During his time at Skowhegan, it seems Katz fell in love with Maine and purchased a summer home there where he would vacation annually for decades and paint the beautiful Maine landscapes.4 Relatively early into his professional career (during or before 1968), while on one of these vacations to Maine, Katz painted a small 12x16in Plein Air panel of a swamp maple in the environment and returned to either his New York or Maine studio and used it as a guide to create the 12ft tall Swamp Maple (4:30).

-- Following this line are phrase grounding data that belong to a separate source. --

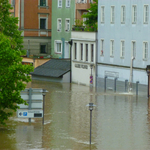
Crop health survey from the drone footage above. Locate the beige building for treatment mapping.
[75,0,93,22]
[9,0,52,56]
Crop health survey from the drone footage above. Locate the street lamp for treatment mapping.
[86,103,96,145]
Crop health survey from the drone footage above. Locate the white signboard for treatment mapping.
[17,88,48,120]
[17,109,43,118]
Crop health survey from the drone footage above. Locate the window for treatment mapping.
[110,40,114,56]
[80,0,86,3]
[85,44,88,61]
[74,43,77,59]
[101,6,105,23]
[120,41,125,57]
[143,5,149,23]
[132,5,137,23]
[121,6,125,23]
[83,12,88,26]
[66,0,70,7]
[65,19,70,31]
[80,43,83,60]
[11,0,15,6]
[40,44,46,54]
[131,41,136,58]
[55,41,62,53]
[100,39,104,55]
[91,44,94,62]
[57,18,62,31]
[40,0,46,6]
[143,42,148,60]
[40,18,46,29]
[58,0,62,7]
[110,6,115,23]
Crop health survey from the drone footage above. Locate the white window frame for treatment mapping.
[80,43,84,61]
[11,0,15,6]
[58,0,62,8]
[85,43,89,62]
[55,40,62,54]
[121,5,126,24]
[39,0,48,7]
[57,18,62,32]
[143,41,148,60]
[39,17,48,30]
[66,0,71,8]
[110,40,114,57]
[90,44,94,62]
[131,41,136,58]
[74,42,77,60]
[132,5,137,24]
[101,6,105,23]
[100,39,104,56]
[143,5,149,24]
[83,12,88,26]
[110,6,115,24]
[120,40,125,58]
[65,18,70,32]
[40,43,47,54]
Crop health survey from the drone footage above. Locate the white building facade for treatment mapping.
[71,31,97,87]
[97,0,150,90]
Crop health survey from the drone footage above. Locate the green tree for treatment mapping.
[82,0,98,29]
[0,0,33,125]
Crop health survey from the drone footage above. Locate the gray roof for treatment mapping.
[30,59,70,78]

In its basic form, Swamp Maple (4:30) is a display of the beauty and tranquility of nature. However, on a deeper level, it is a memory of a brief moment allowed to exist eternally. In order to capture the light in the scene while Katz painted En Plein Air, he needed to paint quickly, only spending about 15 minutes to sketch it out with his paint. It is in this short time that Katz is completely focused on the moment and the scene in front of him. This is what he means when he says he tries to paint the “immediate present”. In an interview with Prudence Peiffer, Katz said, “The immediate present is my idea of eternity. It’s total consciousness. I don’t believe in regular eternity. It’s totally a state of consciousness.” He likens the mindset to that of a jazz musician; devoted fully to the current moment. Through this lens of the immediate present, we begin to see Swamp Maple (4:30) as a layered recording of Katz’s own experience while making it. Because it was copied from a Painted sketch, the finished painting is a kind of memory of a memory. Speaking on this iterative process in that same interview with Peiffer, Katz states it best: “To get involved in painting a sunset, you have 15 minutes to make a sketch. And then what you do is make a sketch from what you remember of this moment. Then you go out and make another sketch, and then you paint a memory, what you think it looked like… You keep doing it to get what a real sunset is.”6 Perhaps this is the origin of the strange color choices in Swamp Maple (4:30), such as the frankly exaggerated atmospheric perspective, and the sky that is distilled into a single yellow expanse. Additionally, and this is only speculation, the leaves changing color may be a result of Katz remembering seeing the leaves in a dark silhouette against the bright sky while also noticing that the lower leaves caught the light and revealed their true color. If this is true, then Swamp Maple (4:30) serves as an interesting record of the intricacies of seeing and remembering.
On a personal level, this work really resonated with me. I am also a figurative 2-dimensional artist (pen and ink) trying to remain unbound from particular art movements like Katz does, but I differ in my methods and mindset. I wish I could say I have experienced that focused flow-state of painting/drawing the immediate present like Katz, but I don’t think I have. I am studying jazz guitar on my own time, so I understand the concept; however, the visual works I make are slow, not drawn directly from life, and in many ways over planned. I work for hours sketching the image to make sure everything is just “right” and sometimes spend days or weeks inking the piece carefully- almost too carefully. Unlike Katz, I’m afraid of the spontaneity of making art quickly. Now I concede that there are different ways of making art. Both the spontaneous works and the careful works have their place in the world, but much like how Katz borrowed from pop art and abstract expression, I think I would like to open up my practice to new methods. I’ve already practiced making art quicker by using thicker brush pens and allowing my materials to do some of the heavy lifting. I won’t abandon my current style just like Katz didn’t abandon his, but I will use the lessons I learned from Katz in swamp maple as more “tools” in the “toolchest” of artmaking. Particularly, I intend to allow my viewers to experience the world through my own recorded observations in an attempt to let them slow down their viewing and see short moments in my life stretch on into eternity. It’s a heavy and deep pursuit, but like Katz says: “What I’m trying to do is impossible.”